CNV calling and statistical analysis
CNVs were called using both PennCNV [34] [35] and CNAM (Golden Helix SNP & Variation Suite (SVS), Golden Helix, Inc.). CNV calling using PennCNV was performed as described [32]. For CNAM calls, we chose not to examine whole chromosomes, but rather to analyze each target region separately. Since our array targeted specific regions and did not have probe coverage over much of the genome, it was desirable to avoid calling segments that spanned large regions with no data, and prevent any CNV calls from being influenced by distant data points. To accomplish this, the markers in the data set were grouped into “pseudochromosomes”, one for each CNVr covered by the array, that were then considered individually in the segmentation algorithm. CNAM was run using the univariate option with no moving window, maximum of 5 segments per pseudochromosome, minimum segment size of 1 marker, and permutation p-value threshold of 0.001. After segmentation, we classified segments as losses, gains, or neutral. Fisher's exact test was used to test for association of copy number loss vs. no loss, and copy number gain vs. no gain. Similar tests were conducted for the X chromosome, stratified by gender. Odds ratios also were calculated as an indicator of potential clinical risk for each CNV.

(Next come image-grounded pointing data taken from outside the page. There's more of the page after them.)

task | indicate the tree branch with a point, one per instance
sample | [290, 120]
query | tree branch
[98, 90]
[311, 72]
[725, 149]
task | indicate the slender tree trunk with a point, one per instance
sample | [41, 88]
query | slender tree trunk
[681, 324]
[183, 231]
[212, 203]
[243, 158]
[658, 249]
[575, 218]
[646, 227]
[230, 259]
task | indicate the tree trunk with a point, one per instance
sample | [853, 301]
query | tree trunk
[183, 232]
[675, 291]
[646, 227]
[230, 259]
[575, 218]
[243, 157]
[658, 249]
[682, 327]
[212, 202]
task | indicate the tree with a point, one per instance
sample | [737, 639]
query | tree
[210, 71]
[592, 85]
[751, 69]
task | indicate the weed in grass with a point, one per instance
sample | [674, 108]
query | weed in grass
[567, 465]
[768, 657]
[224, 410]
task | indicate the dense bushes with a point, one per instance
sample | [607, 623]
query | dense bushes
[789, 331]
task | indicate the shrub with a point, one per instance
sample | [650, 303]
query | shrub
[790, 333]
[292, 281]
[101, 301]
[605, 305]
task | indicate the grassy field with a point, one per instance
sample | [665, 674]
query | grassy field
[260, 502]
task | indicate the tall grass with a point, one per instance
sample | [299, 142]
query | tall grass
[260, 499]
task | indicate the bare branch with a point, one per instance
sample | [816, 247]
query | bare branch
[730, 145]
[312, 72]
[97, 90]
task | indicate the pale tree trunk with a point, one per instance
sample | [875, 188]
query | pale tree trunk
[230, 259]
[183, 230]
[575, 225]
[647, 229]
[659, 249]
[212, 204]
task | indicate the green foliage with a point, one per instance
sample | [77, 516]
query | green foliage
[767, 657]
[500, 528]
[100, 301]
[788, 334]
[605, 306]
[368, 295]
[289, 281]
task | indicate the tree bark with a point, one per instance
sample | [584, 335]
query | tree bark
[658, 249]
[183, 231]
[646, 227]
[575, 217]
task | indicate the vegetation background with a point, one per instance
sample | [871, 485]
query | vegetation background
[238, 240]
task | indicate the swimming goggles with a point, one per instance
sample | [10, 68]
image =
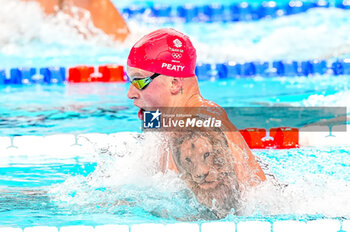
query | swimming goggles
[142, 83]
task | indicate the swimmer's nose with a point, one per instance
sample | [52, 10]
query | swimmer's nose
[133, 92]
[201, 175]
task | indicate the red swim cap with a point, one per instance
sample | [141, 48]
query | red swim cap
[165, 51]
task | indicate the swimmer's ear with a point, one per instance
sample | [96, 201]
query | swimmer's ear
[176, 85]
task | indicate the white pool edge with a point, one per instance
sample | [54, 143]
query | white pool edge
[321, 225]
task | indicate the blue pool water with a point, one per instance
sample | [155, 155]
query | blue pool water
[95, 189]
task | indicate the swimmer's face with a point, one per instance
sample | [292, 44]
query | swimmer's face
[201, 163]
[156, 94]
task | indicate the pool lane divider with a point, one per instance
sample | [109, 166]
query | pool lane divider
[58, 75]
[204, 71]
[240, 224]
[215, 12]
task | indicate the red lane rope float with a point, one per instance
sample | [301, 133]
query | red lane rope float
[280, 138]
[106, 73]
[112, 73]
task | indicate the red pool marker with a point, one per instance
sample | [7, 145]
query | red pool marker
[253, 137]
[112, 73]
[80, 74]
[285, 137]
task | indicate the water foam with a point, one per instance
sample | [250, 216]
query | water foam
[127, 177]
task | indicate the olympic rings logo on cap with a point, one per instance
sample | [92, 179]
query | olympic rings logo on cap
[176, 55]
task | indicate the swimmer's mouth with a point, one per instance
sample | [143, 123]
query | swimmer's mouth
[208, 185]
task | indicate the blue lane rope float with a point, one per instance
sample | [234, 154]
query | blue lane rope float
[204, 71]
[227, 13]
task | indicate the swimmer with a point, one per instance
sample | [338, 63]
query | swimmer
[103, 14]
[161, 69]
[204, 162]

Laboratory confirmation of CNVs
Array results were confirmed using pre-designed Applied Biosystems TaqMan copy number assays or custom-designed TaqMan copy number assays when necessary (Life Technologies, Inc.). All CNVs with odds ratios greater than 2.0 and present in at least two cases were selected for molecular validation. We did not select CNVs with odds ratios less than 2 for validation since we wanted to validate only those with high potential clinical utility. Six CNVs also were selected for validation because they were adjacent to, but not overlapping, literature CNVs that were covered by probes on the custom array. A maximum of 6 case samples were validated for each CNV. Five negative control samples, selected based on their lack of all of the CNVs under study also were included in each validation assay. A list of all of the TaqMan assays used in this work is found in Table S1 in File S1, and detailed procedures are described in File S2.
Pathway analysis
Analysis of biological pathways encompassing genes found in the CNV regions was performed using the bioinformatics tools DAVID Bioinformatics Resources 6.7 [72], [73] and Ingenuity Pathways Analysis (IPA) (Ingenuity® Systems). We performed network and pathway analyses on genes contained within the CNVs or immediately flanking intergenic CNVs that were PCR validated. Pathway analysis details are described in File S2.
Supporting Information
Acknowledgments
The authors gratefully acknowledge the resources provided by the Autism Genetic Resource Exchange (AGRE) Consortium and the participating AGRE families. Thanks to Frederick G. Otieno for his technical assistance and to Rena Vanzo for critical reading of the manuscript.
Funding Statement
All Utah subjects were ascertained and DNA collected with support from R01 MH 06359 from the National Institute of Mental Health and U19HD035476 from the National Institute of Child Health and Human Development. DNA was processed with support from GCRC M01-RR025764 from the National Center for Research Resources. The Autism Genetic Resource Exchange is a program of Autism Speaks and is supported, in part, by grant 1U24MH081810 from the National Institute of Mental Health to Clara M. Lajonchere (PI). Dr. Hakonaron is additionally supported by the Margaret Q. Landenberger Foundation. Additional funding for this study was provided by Lineagen, Inc. Scientific input into study design, data analysis, and preparation of the manuscript were provided by two authors who are Lineagen employees (CHH, KH). The remaining funders had no role in study design, data collection and analysis, decision to publish, or preparation of the manuscript.
References
- 1. Rosenberg RE, Law JK, Yenokyan G, McGready J, Kaufmann WE, et al. (2009) Characteristics and Concordance of Autism Spectrum Disorders Among 277 Twin PairsAutism Characteristics and Discordance in Twins. Arch Pediatr Adolesc Med 163: 907–914 doi:10.1001/archpediatrics.2009.98. [DOI] [PubMed] [Google Scholar]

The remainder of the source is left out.